Materials and Methods

Participants

Thirty-two participants (20 female; mean age 20.9 ± 2.9 years) from the Boston University student community were included in this study. Participants had no history of neurological or psychiatric disorder. Informed consent was obtained in a manner approved by the Partners Human Research Committee and the Boston University Institutional Review Board.

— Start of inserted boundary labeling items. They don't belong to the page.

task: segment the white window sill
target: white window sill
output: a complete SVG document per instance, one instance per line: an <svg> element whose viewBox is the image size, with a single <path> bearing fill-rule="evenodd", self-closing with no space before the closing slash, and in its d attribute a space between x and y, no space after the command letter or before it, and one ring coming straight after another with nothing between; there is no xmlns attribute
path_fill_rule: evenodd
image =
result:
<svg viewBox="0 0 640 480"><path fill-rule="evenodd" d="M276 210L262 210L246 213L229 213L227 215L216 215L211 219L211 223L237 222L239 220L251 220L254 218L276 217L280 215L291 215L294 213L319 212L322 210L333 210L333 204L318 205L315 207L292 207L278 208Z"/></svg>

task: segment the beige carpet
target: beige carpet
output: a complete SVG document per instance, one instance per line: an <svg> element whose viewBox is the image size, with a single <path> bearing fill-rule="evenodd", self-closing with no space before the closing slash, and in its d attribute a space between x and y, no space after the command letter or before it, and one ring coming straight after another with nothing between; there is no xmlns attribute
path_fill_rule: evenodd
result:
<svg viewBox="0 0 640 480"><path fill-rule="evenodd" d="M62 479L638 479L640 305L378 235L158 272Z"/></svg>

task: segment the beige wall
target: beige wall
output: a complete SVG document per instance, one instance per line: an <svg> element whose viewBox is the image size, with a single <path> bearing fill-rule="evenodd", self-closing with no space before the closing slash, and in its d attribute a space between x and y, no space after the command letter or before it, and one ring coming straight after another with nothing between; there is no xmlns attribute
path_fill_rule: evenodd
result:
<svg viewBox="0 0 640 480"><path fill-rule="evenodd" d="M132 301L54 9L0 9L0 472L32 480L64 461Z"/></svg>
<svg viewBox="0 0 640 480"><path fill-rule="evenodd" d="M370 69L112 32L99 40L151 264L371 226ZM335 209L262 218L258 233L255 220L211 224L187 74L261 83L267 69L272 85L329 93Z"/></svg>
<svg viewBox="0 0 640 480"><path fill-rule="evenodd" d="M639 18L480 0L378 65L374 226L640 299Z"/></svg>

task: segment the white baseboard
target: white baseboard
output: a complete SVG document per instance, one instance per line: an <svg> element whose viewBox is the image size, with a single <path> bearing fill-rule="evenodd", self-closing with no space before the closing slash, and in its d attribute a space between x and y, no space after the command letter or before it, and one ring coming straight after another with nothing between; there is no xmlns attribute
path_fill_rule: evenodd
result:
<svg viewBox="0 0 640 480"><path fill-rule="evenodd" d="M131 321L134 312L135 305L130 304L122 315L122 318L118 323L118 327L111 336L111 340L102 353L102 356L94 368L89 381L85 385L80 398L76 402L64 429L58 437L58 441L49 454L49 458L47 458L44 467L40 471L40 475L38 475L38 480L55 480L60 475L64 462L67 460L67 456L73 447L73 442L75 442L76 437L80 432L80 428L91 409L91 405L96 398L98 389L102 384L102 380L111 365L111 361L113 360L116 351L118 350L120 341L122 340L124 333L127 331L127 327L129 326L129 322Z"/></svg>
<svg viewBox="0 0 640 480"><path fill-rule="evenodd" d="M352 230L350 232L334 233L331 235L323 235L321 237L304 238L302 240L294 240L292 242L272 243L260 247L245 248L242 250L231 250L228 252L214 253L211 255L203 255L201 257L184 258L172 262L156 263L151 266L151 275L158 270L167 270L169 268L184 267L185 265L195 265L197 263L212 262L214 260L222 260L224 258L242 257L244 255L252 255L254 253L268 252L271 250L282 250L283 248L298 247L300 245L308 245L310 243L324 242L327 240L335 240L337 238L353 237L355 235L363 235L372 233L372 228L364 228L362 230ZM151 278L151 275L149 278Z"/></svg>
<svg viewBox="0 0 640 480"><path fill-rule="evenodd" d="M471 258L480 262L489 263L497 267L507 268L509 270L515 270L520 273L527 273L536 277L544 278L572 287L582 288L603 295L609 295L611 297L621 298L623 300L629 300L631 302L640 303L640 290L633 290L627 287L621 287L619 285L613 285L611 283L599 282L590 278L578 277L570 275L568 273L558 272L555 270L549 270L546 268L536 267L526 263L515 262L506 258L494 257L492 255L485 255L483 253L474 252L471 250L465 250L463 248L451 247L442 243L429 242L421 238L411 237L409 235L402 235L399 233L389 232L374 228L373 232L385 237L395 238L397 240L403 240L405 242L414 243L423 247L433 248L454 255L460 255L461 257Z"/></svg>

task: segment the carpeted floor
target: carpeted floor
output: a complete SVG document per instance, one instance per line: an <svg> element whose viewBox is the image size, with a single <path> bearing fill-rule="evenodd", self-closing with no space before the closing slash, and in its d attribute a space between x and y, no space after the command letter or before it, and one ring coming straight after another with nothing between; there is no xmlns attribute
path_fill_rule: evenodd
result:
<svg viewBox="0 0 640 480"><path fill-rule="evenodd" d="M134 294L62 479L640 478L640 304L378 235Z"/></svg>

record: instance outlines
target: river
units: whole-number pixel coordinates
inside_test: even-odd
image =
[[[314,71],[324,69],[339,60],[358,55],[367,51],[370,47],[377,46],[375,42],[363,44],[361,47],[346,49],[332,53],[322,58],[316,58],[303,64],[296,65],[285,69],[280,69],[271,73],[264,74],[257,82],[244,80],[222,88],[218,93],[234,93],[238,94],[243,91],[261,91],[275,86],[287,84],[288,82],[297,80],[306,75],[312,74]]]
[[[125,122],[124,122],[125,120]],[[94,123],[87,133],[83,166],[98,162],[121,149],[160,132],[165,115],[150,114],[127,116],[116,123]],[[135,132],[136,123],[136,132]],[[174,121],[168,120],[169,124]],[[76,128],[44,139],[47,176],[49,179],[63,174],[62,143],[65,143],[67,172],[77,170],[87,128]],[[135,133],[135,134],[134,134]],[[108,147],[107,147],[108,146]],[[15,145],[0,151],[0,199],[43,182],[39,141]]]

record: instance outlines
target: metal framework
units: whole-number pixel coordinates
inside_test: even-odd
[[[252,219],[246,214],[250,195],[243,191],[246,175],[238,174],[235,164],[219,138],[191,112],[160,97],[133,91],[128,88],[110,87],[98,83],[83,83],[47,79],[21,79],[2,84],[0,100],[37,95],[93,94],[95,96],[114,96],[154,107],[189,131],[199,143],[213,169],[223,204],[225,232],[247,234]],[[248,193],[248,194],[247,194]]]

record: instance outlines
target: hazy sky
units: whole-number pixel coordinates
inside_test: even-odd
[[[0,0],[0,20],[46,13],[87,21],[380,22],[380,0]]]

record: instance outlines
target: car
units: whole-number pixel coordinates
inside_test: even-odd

Virtual navigation design and task

Our experiment targeted learning-period performance on navigating intersections between overlapping mazes, where participants needed to make different context-dependent navigational turn responses at the same landmark/location depending on which route they were currently following. Detailed information about the virtual maze stimuli can be found in our recent fMRI publication introducing this paradigm (Brown and Stern, 2013). Briefly, 20 virtual mazes formed two navigation conditions. Each maze was comprised of three hallways and three intersections. Each intersection contained unique, clearly identifiable objects that served as distinguishing features between the locations (Fig. 1a). Ten mazes were split into five “Overlapping” pairs. Each maze began and ended at distinct, non-overlapping locations, but converged in the middle to share the second hallway with another maze. The unique starting location identified which route was being followed on a given trial. The remaining 10 mazes comprised the “Non-overlapping condition” and were completely distinct from one another.

Figure 1.

Figure 1.

a, Example viewpoint during navigation. Unique landmarks distinguish each intersection and facilitate recognition of OL locations. b, Examples of overlapping (OL) and non-overlapping (NOL) routes. Our study targets performance from novel mazes (OLNew, in green) that overlap with routes learned during training (OLOld, in blue). The OL hallway is highlighted in yellow. Gray hallways reflect “foil” hallways that are never correct choices. Gray matter correlates of OLNew performance are compared with novel NOL routes (NOLNew) shown in orange.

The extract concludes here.